Op de muur van de kapel van de kapel hangt een mooi beeld van Dominicus. Dat is geïnspireerd op een tekening van Matisse in de kapel van de dominicanessen in Vence in Zuid-Frankrijk.

Er vallen enkele dingen op als je het beeld bekijkt: de figuur op het beeld heeft geen gezicht. Het kleed van de man heeft blijkbaar vele plooien; en de man houdt een bijbel tegen de borst gedrukt. Ik denk dat het goed uitdrukt waar we mee te maken hebben, als we de figuur van Dominicus nader willen bekijken.

Er zijn geen rechtstreekse geschriften van hem nagelaten; de man heeft blijkbaar geen duidelijk gezicht; maar we weten wel dat hij zeer de nadruk legde op de bijbel.

Uit de verhalen over de man blijkt dat het een man was met vele talenten en facetten. Ik stel voor om in de woorddienst eerst het leven van Dominicus wat dichter te bekijken, en in een tweede deel te proberen na te gaan hoe zijn inspiratie doorwerkt in de orde van de dominicanen, en hoe dit ook te zien is op filosofenfontein.
Maar laat ons de viering beginnen met een moment van stilte, om daarna de lof van God te bezingen.

Lofzang Lied 115: "Gezegend die de wereld schept"

Openingsgebed

In heel uw geschiedenis
Met ons mensen,
Laat Gij telkens weer
getuigen opstaan
Van een geheelde wereld,
Van leven, dat bloeit
Van rechtvaardigheid.

En telkens weer
zijn het kleine,
Vaak terzijde geschoven mensen:
De verworpen broeder,
De vergeten, tekort gedane vrouw,
Die de kandelaars zijn
Waarop Uw licht straalt.

Geef ons ogen
Om hen te kunnen herkennen en zien:
De rechtvaardigen onder ons,
Zoals ook Hij was, Jezus Messias.
Sytze de Vries: “Het rijk alleen”1998


Homilie – deel 1

Dominicus werd geboren in een adellijke familie in centraal Spanje rond 1170, en stierf te Bologna op 6 augustus 1221. Toen hij stierf waren zijn medebroeders; de predikers, zoals zij werden geheten, reeds verspreid in verschillende steden in Frankrijk, Italië, en Spanje.
De tijd van Dominicus was een tijd van grote verandering: de feodale landelijk orde verloor zijn dominantie, de steden kwamen op, en het gezag, zowel kerkelijk als wereldlijk werd meer en meer gecentraliseerd.
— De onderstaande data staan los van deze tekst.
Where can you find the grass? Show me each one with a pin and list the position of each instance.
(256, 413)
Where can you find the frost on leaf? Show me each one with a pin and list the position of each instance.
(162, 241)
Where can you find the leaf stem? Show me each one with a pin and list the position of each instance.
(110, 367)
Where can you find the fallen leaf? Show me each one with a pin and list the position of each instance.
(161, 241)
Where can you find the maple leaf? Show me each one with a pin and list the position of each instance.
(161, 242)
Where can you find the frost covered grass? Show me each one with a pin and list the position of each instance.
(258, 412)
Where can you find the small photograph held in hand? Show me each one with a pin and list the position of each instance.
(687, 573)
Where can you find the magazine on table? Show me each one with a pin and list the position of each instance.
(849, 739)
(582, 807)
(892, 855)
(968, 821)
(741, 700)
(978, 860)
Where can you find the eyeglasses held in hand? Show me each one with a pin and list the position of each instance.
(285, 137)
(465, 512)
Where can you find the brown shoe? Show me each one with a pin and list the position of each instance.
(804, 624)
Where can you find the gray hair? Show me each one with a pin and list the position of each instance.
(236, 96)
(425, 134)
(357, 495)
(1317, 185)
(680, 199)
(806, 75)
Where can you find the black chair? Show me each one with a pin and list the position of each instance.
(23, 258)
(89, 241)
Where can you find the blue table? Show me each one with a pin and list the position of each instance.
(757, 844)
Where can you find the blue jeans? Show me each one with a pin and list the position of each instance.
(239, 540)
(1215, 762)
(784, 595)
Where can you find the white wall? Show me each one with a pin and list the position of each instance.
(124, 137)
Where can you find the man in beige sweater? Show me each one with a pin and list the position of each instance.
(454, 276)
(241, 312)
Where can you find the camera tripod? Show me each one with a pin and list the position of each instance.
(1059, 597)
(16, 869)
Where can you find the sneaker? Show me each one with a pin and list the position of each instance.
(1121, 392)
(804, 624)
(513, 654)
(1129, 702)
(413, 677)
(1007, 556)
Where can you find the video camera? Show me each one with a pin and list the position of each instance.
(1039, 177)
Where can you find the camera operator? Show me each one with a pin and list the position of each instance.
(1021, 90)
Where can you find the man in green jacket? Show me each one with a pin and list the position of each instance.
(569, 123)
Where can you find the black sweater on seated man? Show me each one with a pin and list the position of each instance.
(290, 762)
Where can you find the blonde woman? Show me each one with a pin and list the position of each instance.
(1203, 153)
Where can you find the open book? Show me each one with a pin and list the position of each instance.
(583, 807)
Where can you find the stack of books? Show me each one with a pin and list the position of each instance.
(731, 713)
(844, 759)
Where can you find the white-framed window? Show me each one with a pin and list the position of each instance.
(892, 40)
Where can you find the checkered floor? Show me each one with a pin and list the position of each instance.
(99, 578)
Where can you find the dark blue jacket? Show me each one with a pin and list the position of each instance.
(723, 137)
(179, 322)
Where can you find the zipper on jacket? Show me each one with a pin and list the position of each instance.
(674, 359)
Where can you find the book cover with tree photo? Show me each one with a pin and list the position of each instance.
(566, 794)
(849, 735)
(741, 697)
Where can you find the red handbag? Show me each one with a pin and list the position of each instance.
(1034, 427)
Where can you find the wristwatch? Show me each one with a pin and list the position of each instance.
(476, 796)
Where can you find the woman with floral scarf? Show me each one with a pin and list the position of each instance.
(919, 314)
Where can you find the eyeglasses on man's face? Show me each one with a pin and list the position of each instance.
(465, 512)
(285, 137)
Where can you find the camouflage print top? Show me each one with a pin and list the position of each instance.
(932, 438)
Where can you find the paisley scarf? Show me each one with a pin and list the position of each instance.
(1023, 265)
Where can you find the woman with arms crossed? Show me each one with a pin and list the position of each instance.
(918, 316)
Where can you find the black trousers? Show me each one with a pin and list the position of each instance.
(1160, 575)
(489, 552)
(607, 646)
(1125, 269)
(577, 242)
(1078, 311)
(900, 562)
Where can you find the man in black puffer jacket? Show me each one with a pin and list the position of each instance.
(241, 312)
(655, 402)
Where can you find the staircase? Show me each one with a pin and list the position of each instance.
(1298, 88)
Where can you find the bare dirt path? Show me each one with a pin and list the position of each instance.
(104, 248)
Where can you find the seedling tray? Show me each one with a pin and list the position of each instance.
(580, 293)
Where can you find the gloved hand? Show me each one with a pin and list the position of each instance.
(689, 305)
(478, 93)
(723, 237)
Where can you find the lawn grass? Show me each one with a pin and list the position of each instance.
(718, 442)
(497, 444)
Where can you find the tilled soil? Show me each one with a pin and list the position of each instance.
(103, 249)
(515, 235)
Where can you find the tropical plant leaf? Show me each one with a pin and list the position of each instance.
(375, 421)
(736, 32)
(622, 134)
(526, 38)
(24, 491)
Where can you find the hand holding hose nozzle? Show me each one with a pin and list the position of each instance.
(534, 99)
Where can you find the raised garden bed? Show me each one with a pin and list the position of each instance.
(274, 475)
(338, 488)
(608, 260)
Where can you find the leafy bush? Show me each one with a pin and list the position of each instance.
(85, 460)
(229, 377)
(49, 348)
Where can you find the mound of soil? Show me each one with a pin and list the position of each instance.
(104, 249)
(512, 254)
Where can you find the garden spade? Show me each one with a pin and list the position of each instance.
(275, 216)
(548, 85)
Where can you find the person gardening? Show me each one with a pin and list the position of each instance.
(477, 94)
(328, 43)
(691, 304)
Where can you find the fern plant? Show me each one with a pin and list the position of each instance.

In de kerk legde paus Gregorius de nadruk op de bekwaamheid en kwaliteit van de bedienaren van de eredienst. Er waren ook verschillende religieuze stromingen die naar vernieuwing van de christelijke beleving op zoek waren. Sommige van deze stromingen waren ingebed in de kerkelijke structuren, zoals die van Bernardus van Clervaux, maar velen werden door de officiële kerk en machtsdragers met een scheef oog bekeken, omdat zij eigenlijk een kritiek waren op de officiële leer of gedragswijze. Zo waren de Waldenzen en de Albigenzen twee strekkingen die veel meer de nadruk legden op de persoonlijke inzet in het beleven van een zuiver religieus leven, in navolging van Jezus die in armoede en zuiverheid leefde.En de officiële kerk kreeg er minder en minder vat op, omdat de officiële vertegenwoordigers van de kerk niet echt een voorbeeld van armoedig leven waren. De Waldenzen waren lang onderdeel van de kerk, en pas laat (en onterecht) door de kerk vervolgd, terwijl de Albigenzen vanaf het begin zichzelf buiten de kerk stelden. Tezelfdertijd waren de wereldse heren niet echt geneigd om ertegen op te treden omdat zij gevoelig waren voor wat leefde bij de bevolking en sommigen zelfs sympathiseerden met de afwijkende religieuze bewegingen. Tezelfdertijd steeg de macht van de steden en van de gilden, die een heel nieuwe structuur en dynamiek met zich brachten.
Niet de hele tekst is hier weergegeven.